The process that updates the environment variables uses the hub domain controller as the logon server for the environment variable. The %logonserver% environment variable is not updated for the duration of that logon session, even though the user is forced to reauthenticate against the RODC.

What relevant RODC event log entries are there?

If an RODC attempts a Replicate Single Object (RSO) operation to cache a password that the Password Replication Policy prevents from replicating to the RODC, the hub domain controller that the RODC contacts logs event ID 1699.

The details for event ID 1699 include:

Log Name: Directory Service

Source: NTDS Replication

Date: 5/2/2006 2:37:39 PM

Event ID: 1699

Task Category: Replication

Level: Error

Keywords: Classic

User: RODC\RODC-DC-02$

Computer: HUB-DC-01

Description:

This directory service failed to retrieve the changes requested for the following directory partition.
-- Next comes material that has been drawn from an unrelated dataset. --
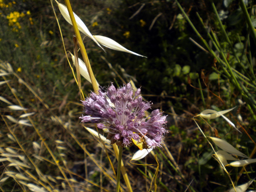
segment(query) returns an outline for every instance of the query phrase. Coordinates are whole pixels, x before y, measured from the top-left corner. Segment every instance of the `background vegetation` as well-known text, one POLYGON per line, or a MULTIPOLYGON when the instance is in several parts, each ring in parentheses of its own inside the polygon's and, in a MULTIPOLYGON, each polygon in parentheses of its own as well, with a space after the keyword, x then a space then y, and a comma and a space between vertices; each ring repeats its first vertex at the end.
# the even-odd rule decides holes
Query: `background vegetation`
MULTIPOLYGON (((144 98, 154 104, 152 109, 160 108, 169 115, 167 148, 154 150, 160 164, 158 191, 184 191, 189 185, 188 191, 227 191, 231 187, 228 177, 212 157, 212 150, 192 117, 206 108, 220 111, 236 106, 228 116, 242 134, 222 118, 208 121, 213 129, 197 120, 206 135, 219 136, 253 158, 253 36, 249 35, 241 1, 178 1, 77 0, 71 4, 92 34, 110 38, 148 57, 109 49, 105 53, 88 38, 84 40, 100 85, 111 82, 121 85, 118 74, 126 82, 131 80, 141 86, 144 98)), ((253 1, 244 2, 256 27, 253 1)), ((72 27, 53 4, 66 48, 72 52, 72 27)), ((114 175, 104 148, 80 124, 80 95, 50 2, 0 0, 0 7, 1 68, 8 72, 9 63, 13 70, 8 76, 1 75, 1 81, 10 81, 0 85, 0 96, 35 113, 29 119, 33 126, 14 123, 8 116, 19 120, 23 112, 12 110, 9 104, 0 101, 0 153, 4 154, 0 157, 1 189, 27 190, 23 182, 45 188, 50 186, 52 191, 114 191, 114 183, 110 178, 114 175), (37 168, 32 166, 28 157, 37 168), (3 159, 6 158, 27 161, 29 168, 10 165, 12 162, 3 159), (19 172, 28 180, 19 179, 13 172, 4 173, 6 171, 19 172), (7 176, 14 179, 2 180, 7 176)), ((84 79, 82 83, 88 94, 92 86, 84 79)), ((109 149, 116 167, 116 159, 109 149)), ((134 146, 125 149, 123 160, 134 191, 148 191, 156 166, 145 171, 145 166, 129 162, 137 150, 134 146)), ((153 155, 148 156, 147 161, 156 164, 153 155)), ((227 168, 235 185, 255 175, 253 164, 246 168, 247 174, 239 175, 240 168, 227 168)), ((255 190, 255 186, 251 187, 255 190)))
As a result, it was unable to send change requests to the directory service at the following network address.

Directory partition:

CN=test10,OU=Branch1,OU=Branches,DC=rodc,DC=nttest,DC=contoso,DC=com

Network address:

c6ef8d14-f015-4cd0-94cc-c7f5c9c834ba._msdcs.rodc.nttest.contoso.com

Extended request code:

7

Additional Data

Error value:

8453 Replication access was denied.

A successful logon logs event ID 4768 on the hub domain controller and on the RODC.

The details of event ID 4768 on the hub domain controller include the following:

Log Name: Security

Source: Microsoft-Windows-Security-Auditing

Date: 5/2/2006 3:58:05 PM

Event ID: 4768

Task Category: Kerberos Ticket Events

Level: Information

Keywords: Audit Success

User: N/A

Computer: hub-dc-01.rodc.nttest.contoso.com

Description:

Authentication Ticket Request:

Account Name: test10

Supplied Realm Name: RODC

User ID: S-1-5-21-3503915162-2421288034-2003080229-1128

Service Name: krbtgt

Service ID: S-1-5-21-3503915162-2421288034-2003080229-502

Ticket Options: 0x40810010

Result Code: 0x0

Ticket Encryption Type: 0x17

Pre-Authentication Type: 2

Client Address: 2001:4898:28:4:6182:4acd:65c9:283a

Client Port: 55763

Certificate Issuer Name:

Certificate Serial Number:

Certificate Thumbprint:

At the default Event log settings, no replication event shows that the password has replicated to the RODC.

Password changes are not always "chained" by an RODC. Why?

Some password-change operations, such as a user initiating a password-change request by pressing Ctrl+Alt+Del, specifically require a writable domain controller. When the client computer detects that the RODC is not writable, it locates a writable domain controller instead. Other password-change operations, such as a user's password expiring and when the user is prompted to change it at logon, do not specifically require a writable domain controller.

How does a hub domain controller recognize that a request to replicate a password is coming from an RODC?

The RODC does a bind and calls the "replicate single object" application programming interface (API). The binding handle shows that it is an RODC account.

Does an RODC perform password validation forwarding even when it has a password for a user?

Yes, in the case where a user presents a password that does not match what the RODC has stored locally, the RODC will forward the authentication request. The RODC forwards the request to the writable Windows Server 2008 domain controller that is its replication partner, which in turn forwards the request to the PDC emulator if required. If the authentication is validated at the writable Windows Server 2008 domain controller or the PDC emulator, the RODC will purge the currently stored password and replicate the new password by RSO operation.

Can you remove the last domain controller in a domain if there are unoccupied (or disabled) RODC accounts in the domain?

As for all previous versions of Windows Server, it is a requirement that all other domain controllers have been removed from the domain before you can remove the last domain controller. For Windows Server 2008, this requirement includes the removal of all RODCs and the removal of any precreated but unused RODC accounts.